Collection of articles written by Paul Tilman When your father hands you a pair of drumsticks at the age of four, chances are you’ll wind up a drummer. Paul Tillman Smith’s father, George Smith (Kansas City Smitty) played drums during the big band era with many well-known bands including Count Basie, Trummer Young and the Harlem Aces. He was also a mentor to singer Pearl Bailey‘s husband drummer Louie Bellson.
At age fifteen at the urging of his mother Della, Paul began playing the piano. It was soon after that he began to write simple three chord songs like the ones he would hear on the radio.

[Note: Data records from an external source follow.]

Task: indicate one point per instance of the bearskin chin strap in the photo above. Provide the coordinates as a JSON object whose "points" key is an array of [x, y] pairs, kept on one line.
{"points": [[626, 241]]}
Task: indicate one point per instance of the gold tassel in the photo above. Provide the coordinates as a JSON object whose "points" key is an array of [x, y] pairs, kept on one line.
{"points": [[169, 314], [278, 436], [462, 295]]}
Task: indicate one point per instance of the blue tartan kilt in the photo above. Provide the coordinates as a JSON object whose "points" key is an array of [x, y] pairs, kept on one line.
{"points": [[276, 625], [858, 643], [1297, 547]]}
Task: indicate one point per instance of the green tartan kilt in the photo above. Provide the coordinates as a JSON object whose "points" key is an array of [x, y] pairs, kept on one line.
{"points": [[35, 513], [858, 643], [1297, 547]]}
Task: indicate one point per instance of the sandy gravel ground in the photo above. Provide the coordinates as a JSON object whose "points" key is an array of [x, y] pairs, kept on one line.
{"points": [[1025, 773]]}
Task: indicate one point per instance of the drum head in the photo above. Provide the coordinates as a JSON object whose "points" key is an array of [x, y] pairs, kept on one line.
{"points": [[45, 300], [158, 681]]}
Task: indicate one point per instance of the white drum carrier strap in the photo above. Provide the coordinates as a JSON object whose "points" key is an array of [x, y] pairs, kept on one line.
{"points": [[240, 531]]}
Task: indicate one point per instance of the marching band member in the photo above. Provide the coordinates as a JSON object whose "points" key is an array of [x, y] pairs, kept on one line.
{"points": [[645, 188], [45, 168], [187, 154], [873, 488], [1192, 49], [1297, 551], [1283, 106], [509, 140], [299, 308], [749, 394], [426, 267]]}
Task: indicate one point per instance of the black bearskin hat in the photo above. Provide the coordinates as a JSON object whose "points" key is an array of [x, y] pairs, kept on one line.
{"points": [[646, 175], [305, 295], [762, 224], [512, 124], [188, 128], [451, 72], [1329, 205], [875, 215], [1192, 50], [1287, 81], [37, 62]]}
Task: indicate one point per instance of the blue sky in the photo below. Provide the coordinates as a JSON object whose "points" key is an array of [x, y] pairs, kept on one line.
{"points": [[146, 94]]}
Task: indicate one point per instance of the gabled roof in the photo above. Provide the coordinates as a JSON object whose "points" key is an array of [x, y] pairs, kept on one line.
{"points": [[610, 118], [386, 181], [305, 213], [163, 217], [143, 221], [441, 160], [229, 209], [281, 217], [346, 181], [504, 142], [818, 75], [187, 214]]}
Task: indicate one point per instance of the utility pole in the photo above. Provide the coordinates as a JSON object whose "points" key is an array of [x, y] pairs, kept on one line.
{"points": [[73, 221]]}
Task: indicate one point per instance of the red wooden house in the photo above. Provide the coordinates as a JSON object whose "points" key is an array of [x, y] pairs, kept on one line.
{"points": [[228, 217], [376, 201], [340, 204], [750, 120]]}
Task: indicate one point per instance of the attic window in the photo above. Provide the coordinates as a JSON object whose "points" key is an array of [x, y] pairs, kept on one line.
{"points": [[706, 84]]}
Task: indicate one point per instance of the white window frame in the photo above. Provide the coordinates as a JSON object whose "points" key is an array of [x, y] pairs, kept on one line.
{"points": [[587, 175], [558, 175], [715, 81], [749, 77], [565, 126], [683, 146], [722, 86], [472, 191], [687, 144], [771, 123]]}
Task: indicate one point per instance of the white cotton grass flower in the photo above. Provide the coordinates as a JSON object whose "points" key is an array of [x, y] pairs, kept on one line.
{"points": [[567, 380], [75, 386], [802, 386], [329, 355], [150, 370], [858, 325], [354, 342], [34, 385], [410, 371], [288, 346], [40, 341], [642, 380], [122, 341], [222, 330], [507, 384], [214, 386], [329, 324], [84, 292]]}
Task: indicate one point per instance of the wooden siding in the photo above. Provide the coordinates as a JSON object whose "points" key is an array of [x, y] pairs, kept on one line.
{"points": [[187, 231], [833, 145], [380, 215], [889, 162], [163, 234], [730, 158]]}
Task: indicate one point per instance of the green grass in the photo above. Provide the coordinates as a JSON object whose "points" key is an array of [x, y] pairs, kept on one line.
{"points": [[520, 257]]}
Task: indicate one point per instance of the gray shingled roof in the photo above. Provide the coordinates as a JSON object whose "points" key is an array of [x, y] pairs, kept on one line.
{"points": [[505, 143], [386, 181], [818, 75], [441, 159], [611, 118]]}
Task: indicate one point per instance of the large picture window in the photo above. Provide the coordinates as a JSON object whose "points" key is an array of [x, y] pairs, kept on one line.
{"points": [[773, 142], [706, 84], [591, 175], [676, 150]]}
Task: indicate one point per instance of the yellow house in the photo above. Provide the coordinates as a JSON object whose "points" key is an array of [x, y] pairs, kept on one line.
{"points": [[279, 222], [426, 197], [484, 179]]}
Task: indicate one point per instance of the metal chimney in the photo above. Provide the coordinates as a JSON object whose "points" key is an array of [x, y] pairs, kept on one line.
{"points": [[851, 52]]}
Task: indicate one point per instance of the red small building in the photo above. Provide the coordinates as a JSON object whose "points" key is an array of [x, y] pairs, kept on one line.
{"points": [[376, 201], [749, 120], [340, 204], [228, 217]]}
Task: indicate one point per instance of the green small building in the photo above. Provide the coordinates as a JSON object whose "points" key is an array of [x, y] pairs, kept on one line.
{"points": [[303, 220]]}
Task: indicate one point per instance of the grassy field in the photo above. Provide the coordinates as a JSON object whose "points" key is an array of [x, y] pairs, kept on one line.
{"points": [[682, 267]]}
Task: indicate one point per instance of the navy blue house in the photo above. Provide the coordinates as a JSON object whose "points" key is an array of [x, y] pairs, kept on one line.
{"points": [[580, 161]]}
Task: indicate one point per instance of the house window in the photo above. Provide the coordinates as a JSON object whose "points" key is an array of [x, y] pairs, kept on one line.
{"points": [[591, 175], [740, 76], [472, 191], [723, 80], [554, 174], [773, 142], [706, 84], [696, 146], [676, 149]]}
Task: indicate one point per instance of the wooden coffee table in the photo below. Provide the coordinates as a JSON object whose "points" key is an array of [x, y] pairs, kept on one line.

This love has lasted a lifetime.

History of – Paul Tilman Smith……So Far

17/2/24
I basically started my music career as a starving avant-garde jazz drummer, 19 and almost penniless on the streets of New York’s Lower East Side in 1967. Jazz drummer Norman Connors and I were best friends and roommates for a while, the difference being he could run home to his momma in Philly to eat and my momma was way in California. Rent was like 40 dollars a month, and I was lucky if I had that. Kenny Dorham and Cecil McBee whenever I would see them on the streets always bought me food. Playing the angry experimental jazz of that era mainly with saxophonist Sonny Simmons, Pharaoh Sanders and Albert Ayler was definitely economically dangerous.